Eleştirel Bakış: Tekrarlanan Toksik Temalar
Birçok uzman, özellikle şu kalıpların sıkça tekrarlandığını belirtiyor:
- Şiddet içeren kıskançlık sahneleri (tokattan tutun da tehdide kadar)
- İntikam odaklı hikâyeler ve “gözün üstünde kaşın var” tarzı dedikodu kültürü
- Kadın karakterlerin sürekli ağlaması, bağırıp çağırması ve duygusal patlamalar
- “Aşk için her şey mübah” mantığıyla işlenen aldatma, yalan ve manipülasyon
Psikolog Dr. Beyhan Budak ve bazı sosyologlar, özellikle genç izleyicilerin bu sahneleri “gerçek aşkın böyle olması gerektiği” şeklinde içselleştirebileceğini, öfke kontrolü zayıf karakterleri “karizmatik” sanma riski taşıdığını söylüyor.
Yapımcılar ve İzleyicilerin Savunması
Dizi yapımcısı İzzet Pinto ve birçok senarist ise şu noktalara vurgu yapıyor:
- “Biz toplumun aynasını tutuyoruz, toplumda var olan çatışmaları gösteriyoruz. İzleyici zaten gerçek hayatta bunları yaşıyor.”
- Çatışmasız dizi reyting alamaz; dram olmadan duygusal bağ kurulamaz.
- Aynı dizilerde empati, dayanışma, aile bağları ve affetme gibi pozitif temalar da çok güçlü işleniyor.
- “Kötü karakter” her zaman cezalandırılıyor; izleyiciye “bu davranış yanlıştır” mesajı veriliyor.
Uluslararası dizi dağıtım danışmanı ise şöyle diyor: “Çatışmalı hikâyelerde bile karakterler ahlaki ikilemlerle karşılaşıyor ve çoğu zaman uzlaşma yolunu buluyor. Bu, izleyiciye derinlik katıyor.”

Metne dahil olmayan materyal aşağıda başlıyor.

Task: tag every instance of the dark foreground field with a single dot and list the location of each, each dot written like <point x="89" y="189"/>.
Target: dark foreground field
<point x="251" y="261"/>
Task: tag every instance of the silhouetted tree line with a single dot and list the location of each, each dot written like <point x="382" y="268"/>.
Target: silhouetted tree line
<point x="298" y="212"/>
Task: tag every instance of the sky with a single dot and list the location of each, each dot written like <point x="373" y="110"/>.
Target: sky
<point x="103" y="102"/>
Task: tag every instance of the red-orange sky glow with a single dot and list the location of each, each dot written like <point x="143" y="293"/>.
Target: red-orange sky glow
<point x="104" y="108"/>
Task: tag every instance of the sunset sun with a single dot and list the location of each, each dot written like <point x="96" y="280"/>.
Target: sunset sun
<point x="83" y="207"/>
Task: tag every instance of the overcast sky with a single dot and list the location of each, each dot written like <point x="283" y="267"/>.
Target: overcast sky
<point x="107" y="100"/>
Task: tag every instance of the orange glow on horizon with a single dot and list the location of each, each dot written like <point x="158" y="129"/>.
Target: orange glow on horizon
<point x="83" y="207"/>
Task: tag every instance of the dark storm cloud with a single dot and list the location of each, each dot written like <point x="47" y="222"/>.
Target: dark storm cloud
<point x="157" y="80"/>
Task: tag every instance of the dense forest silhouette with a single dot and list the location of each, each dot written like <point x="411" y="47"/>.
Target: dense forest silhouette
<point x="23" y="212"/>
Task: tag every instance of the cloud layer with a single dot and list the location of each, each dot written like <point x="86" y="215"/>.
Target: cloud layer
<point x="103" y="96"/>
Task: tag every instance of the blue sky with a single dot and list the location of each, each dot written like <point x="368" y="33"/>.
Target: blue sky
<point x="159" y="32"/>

Gerçek Hayat Etkisi: Araştırmalar Ne Diyor?
- 2023’te Mısır’da yapılan bir çalışma: Türk dizilerini düzenli izleyen genç kadınların %38’i “kıskançlık aşkın kanıtıdır” cümlesine katılma eğiliminde.

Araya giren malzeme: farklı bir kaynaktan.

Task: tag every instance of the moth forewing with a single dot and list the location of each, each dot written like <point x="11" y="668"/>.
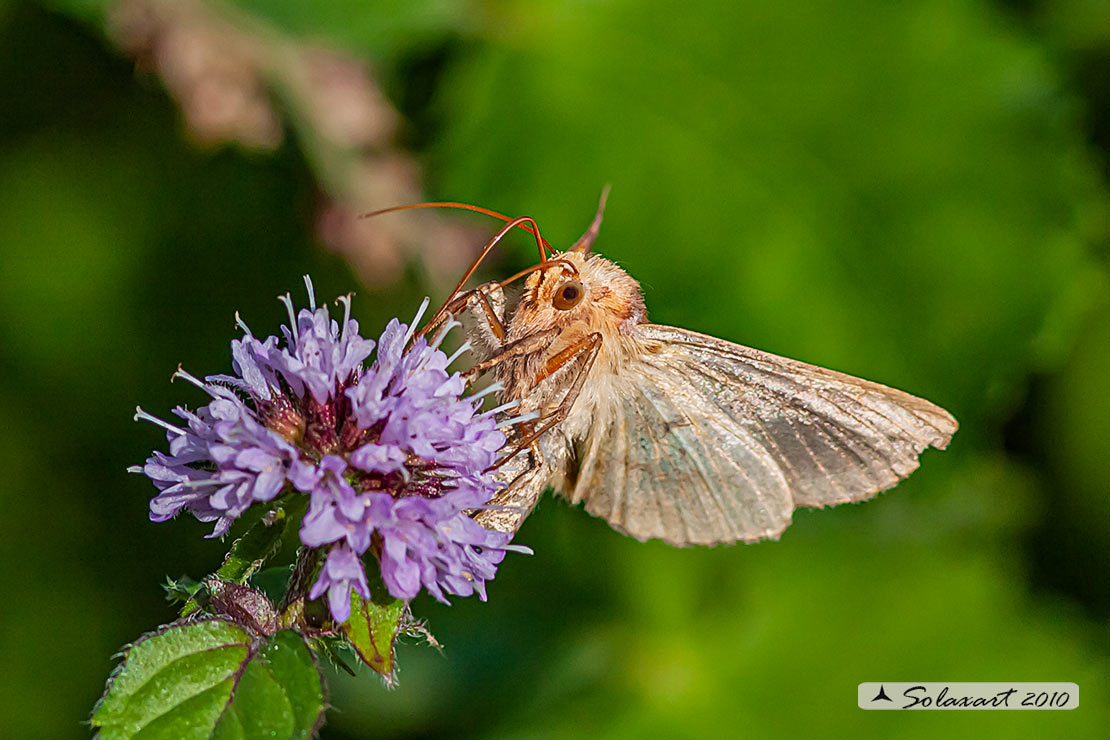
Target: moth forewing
<point x="676" y="435"/>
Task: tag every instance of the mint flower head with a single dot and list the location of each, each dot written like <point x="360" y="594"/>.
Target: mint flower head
<point x="392" y="456"/>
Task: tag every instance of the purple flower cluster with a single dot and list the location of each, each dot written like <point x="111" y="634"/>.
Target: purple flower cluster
<point x="392" y="456"/>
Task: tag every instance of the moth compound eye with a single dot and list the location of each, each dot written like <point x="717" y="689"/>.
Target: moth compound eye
<point x="567" y="295"/>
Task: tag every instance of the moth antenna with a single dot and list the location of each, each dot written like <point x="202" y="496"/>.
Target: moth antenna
<point x="464" y="206"/>
<point x="586" y="241"/>
<point x="439" y="316"/>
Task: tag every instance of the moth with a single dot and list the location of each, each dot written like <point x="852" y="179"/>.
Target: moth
<point x="666" y="433"/>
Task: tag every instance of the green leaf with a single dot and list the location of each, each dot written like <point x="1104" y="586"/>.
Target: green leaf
<point x="251" y="550"/>
<point x="373" y="629"/>
<point x="173" y="682"/>
<point x="249" y="553"/>
<point x="212" y="679"/>
<point x="280" y="693"/>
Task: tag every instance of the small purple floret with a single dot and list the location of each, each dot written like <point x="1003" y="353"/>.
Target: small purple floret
<point x="392" y="456"/>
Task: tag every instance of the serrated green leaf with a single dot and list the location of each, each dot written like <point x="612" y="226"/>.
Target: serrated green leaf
<point x="292" y="664"/>
<point x="280" y="695"/>
<point x="210" y="679"/>
<point x="173" y="681"/>
<point x="273" y="581"/>
<point x="373" y="629"/>
<point x="249" y="553"/>
<point x="251" y="550"/>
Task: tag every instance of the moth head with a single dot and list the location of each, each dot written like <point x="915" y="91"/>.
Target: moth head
<point x="582" y="289"/>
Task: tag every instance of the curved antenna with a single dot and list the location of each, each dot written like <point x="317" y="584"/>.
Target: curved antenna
<point x="586" y="241"/>
<point x="441" y="314"/>
<point x="465" y="206"/>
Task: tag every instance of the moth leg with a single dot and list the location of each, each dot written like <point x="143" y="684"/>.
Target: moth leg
<point x="525" y="345"/>
<point x="581" y="356"/>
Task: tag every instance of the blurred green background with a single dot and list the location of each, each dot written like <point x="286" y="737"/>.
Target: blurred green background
<point x="911" y="192"/>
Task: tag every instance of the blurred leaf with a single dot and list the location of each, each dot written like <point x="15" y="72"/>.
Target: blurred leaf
<point x="379" y="28"/>
<point x="178" y="682"/>
<point x="372" y="629"/>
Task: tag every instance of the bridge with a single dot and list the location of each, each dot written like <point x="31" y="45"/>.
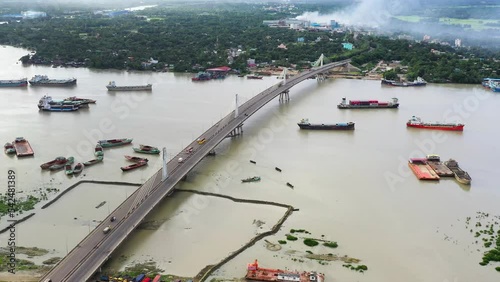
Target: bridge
<point x="95" y="249"/>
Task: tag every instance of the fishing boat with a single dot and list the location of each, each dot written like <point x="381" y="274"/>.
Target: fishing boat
<point x="256" y="273"/>
<point x="305" y="124"/>
<point x="23" y="147"/>
<point x="113" y="87"/>
<point x="114" y="142"/>
<point x="368" y="104"/>
<point x="416" y="122"/>
<point x="133" y="166"/>
<point x="8" y="148"/>
<point x="422" y="170"/>
<point x="460" y="175"/>
<point x="78" y="168"/>
<point x="136" y="159"/>
<point x="68" y="169"/>
<point x="98" y="151"/>
<point x="145" y="149"/>
<point x="58" y="160"/>
<point x="434" y="161"/>
<point x="94" y="161"/>
<point x="69" y="161"/>
<point x="251" y="179"/>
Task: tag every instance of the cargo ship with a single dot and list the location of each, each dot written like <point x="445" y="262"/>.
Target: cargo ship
<point x="422" y="169"/>
<point x="47" y="104"/>
<point x="368" y="104"/>
<point x="434" y="161"/>
<point x="255" y="273"/>
<point x="23" y="147"/>
<point x="417" y="123"/>
<point x="43" y="80"/>
<point x="460" y="175"/>
<point x="112" y="87"/>
<point x="305" y="124"/>
<point x="23" y="82"/>
<point x="417" y="82"/>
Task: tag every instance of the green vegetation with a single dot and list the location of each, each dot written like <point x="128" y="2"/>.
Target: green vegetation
<point x="310" y="242"/>
<point x="330" y="244"/>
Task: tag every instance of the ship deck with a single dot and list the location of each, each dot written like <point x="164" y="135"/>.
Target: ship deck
<point x="423" y="171"/>
<point x="441" y="169"/>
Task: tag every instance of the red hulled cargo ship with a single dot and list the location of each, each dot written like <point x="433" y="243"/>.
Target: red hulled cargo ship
<point x="255" y="273"/>
<point x="417" y="123"/>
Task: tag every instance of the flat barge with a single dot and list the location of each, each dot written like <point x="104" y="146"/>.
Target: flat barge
<point x="368" y="104"/>
<point x="434" y="161"/>
<point x="255" y="273"/>
<point x="23" y="147"/>
<point x="422" y="169"/>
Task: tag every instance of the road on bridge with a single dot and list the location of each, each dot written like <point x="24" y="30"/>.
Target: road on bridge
<point x="95" y="249"/>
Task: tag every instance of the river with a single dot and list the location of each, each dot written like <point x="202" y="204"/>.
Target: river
<point x="354" y="188"/>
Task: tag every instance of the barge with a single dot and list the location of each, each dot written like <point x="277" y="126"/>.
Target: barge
<point x="23" y="147"/>
<point x="422" y="169"/>
<point x="368" y="104"/>
<point x="434" y="161"/>
<point x="460" y="175"/>
<point x="416" y="122"/>
<point x="255" y="273"/>
<point x="305" y="124"/>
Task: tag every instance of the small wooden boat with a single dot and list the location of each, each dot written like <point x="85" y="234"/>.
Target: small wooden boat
<point x="251" y="179"/>
<point x="136" y="159"/>
<point x="68" y="169"/>
<point x="133" y="166"/>
<point x="145" y="149"/>
<point x="94" y="161"/>
<point x="23" y="147"/>
<point x="9" y="148"/>
<point x="58" y="166"/>
<point x="78" y="168"/>
<point x="460" y="175"/>
<point x="58" y="160"/>
<point x="98" y="151"/>
<point x="114" y="142"/>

- Latin Amerika’da 2024 araştırması: İzleyicilerin %62’si dizilerdeki toksik davranışları “abartılı ve gerçek dışı” bulduğunu, sadece %11’i “örnek alınabilir” gördüğünü belirtti.

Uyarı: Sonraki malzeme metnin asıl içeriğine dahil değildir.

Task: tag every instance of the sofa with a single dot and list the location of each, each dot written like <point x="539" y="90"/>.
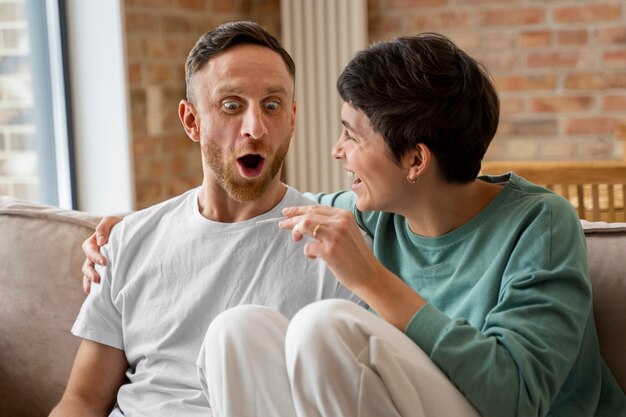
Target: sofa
<point x="41" y="294"/>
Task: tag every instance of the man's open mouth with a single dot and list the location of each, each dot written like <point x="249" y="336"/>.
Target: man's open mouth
<point x="251" y="165"/>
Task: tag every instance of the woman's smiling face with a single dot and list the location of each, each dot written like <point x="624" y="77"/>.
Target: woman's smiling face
<point x="379" y="181"/>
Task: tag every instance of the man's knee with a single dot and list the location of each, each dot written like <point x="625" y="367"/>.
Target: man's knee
<point x="320" y="324"/>
<point x="239" y="322"/>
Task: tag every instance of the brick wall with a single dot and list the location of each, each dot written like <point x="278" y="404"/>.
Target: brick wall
<point x="159" y="35"/>
<point x="560" y="68"/>
<point x="559" y="65"/>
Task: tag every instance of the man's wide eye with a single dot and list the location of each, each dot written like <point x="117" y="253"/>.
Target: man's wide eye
<point x="272" y="106"/>
<point x="231" y="106"/>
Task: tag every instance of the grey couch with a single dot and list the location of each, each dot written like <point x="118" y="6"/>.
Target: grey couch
<point x="40" y="295"/>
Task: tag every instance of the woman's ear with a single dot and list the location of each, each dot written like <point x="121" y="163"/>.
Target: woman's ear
<point x="189" y="119"/>
<point x="418" y="161"/>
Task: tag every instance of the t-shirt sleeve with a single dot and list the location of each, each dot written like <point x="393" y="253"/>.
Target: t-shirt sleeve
<point x="533" y="335"/>
<point x="99" y="319"/>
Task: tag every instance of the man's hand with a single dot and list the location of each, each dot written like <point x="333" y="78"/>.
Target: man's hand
<point x="97" y="375"/>
<point x="91" y="247"/>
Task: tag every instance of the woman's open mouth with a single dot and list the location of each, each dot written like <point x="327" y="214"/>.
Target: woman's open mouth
<point x="356" y="180"/>
<point x="251" y="165"/>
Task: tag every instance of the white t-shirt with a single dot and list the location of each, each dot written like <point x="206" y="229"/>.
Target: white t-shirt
<point x="170" y="271"/>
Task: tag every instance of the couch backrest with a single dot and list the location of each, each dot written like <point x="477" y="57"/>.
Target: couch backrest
<point x="606" y="243"/>
<point x="40" y="296"/>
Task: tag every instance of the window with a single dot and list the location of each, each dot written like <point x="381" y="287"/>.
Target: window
<point x="35" y="147"/>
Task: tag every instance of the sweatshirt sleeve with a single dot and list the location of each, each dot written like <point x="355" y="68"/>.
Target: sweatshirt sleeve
<point x="517" y="362"/>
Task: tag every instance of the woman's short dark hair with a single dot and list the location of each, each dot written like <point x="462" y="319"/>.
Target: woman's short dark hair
<point x="226" y="36"/>
<point x="424" y="89"/>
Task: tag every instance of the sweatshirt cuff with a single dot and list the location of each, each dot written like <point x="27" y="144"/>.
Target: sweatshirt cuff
<point x="427" y="327"/>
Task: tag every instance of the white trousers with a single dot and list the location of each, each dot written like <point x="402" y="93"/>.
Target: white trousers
<point x="334" y="359"/>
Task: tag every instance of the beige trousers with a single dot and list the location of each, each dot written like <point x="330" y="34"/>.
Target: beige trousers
<point x="334" y="359"/>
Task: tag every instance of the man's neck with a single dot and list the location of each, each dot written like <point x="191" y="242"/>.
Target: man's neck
<point x="215" y="203"/>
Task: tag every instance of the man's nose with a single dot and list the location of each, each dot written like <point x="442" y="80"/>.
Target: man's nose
<point x="253" y="125"/>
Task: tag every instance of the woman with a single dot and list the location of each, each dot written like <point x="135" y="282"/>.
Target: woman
<point x="479" y="286"/>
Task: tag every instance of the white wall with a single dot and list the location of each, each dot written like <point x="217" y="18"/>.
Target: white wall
<point x="99" y="94"/>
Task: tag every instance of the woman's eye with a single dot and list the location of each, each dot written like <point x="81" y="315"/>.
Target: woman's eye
<point x="347" y="136"/>
<point x="231" y="106"/>
<point x="272" y="106"/>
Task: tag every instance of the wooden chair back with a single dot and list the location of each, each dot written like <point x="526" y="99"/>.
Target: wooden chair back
<point x="596" y="189"/>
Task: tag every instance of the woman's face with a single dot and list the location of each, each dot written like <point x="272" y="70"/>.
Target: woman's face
<point x="380" y="183"/>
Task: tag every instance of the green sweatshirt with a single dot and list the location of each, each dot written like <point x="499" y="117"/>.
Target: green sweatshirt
<point x="509" y="316"/>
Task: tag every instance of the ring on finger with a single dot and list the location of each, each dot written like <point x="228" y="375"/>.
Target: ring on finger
<point x="317" y="228"/>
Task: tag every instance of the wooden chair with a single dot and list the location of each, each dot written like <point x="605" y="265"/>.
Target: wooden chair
<point x="596" y="189"/>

- Türkiye’de 2022’de yapılan bir yüksek lisans tezi: Düzenli dizi izleyicisi gençlerde “duygusal patlama ile sorun çözme” eğilimi, izlemeyenlere göre %27 daha yüksek.
Sonuç: Tamamen Zehirli mi, Yoksa Karmaşık Bir Ayna mı?
Türk dizileri ne tamamen masum ne de tamamen zehirli. Evet, toksik ilişki dinamiklerini ve öfke patlamalarını sıkça gösteriyor ama aynı zamanda:
- Bu davranışların bedelini ödettiriyor,
- Empati, fedakârlık ve aile birliğini yüceltiyor,
- İzleyiciyi “iyi-kötü” ayrımı yapmaya zorluyor.
Yani sorun dizinin kendisinden çok izleyicinin eleştirel bakış açısında bitiyor. 13 yaşındaki bir genç “böyle aşık olmalıyım” diye izliyorsa risk var; 30 yaşındaki bir yetişkin “ne kadar abartılı ve dramatik” diye gülerek izliyorsa sorun yok.
Kısacası Türk dizileri toksik ilişkileri “teşvik etmiyor”, ama yeterince eleştirel izlenmezse normalleştirebiliyor.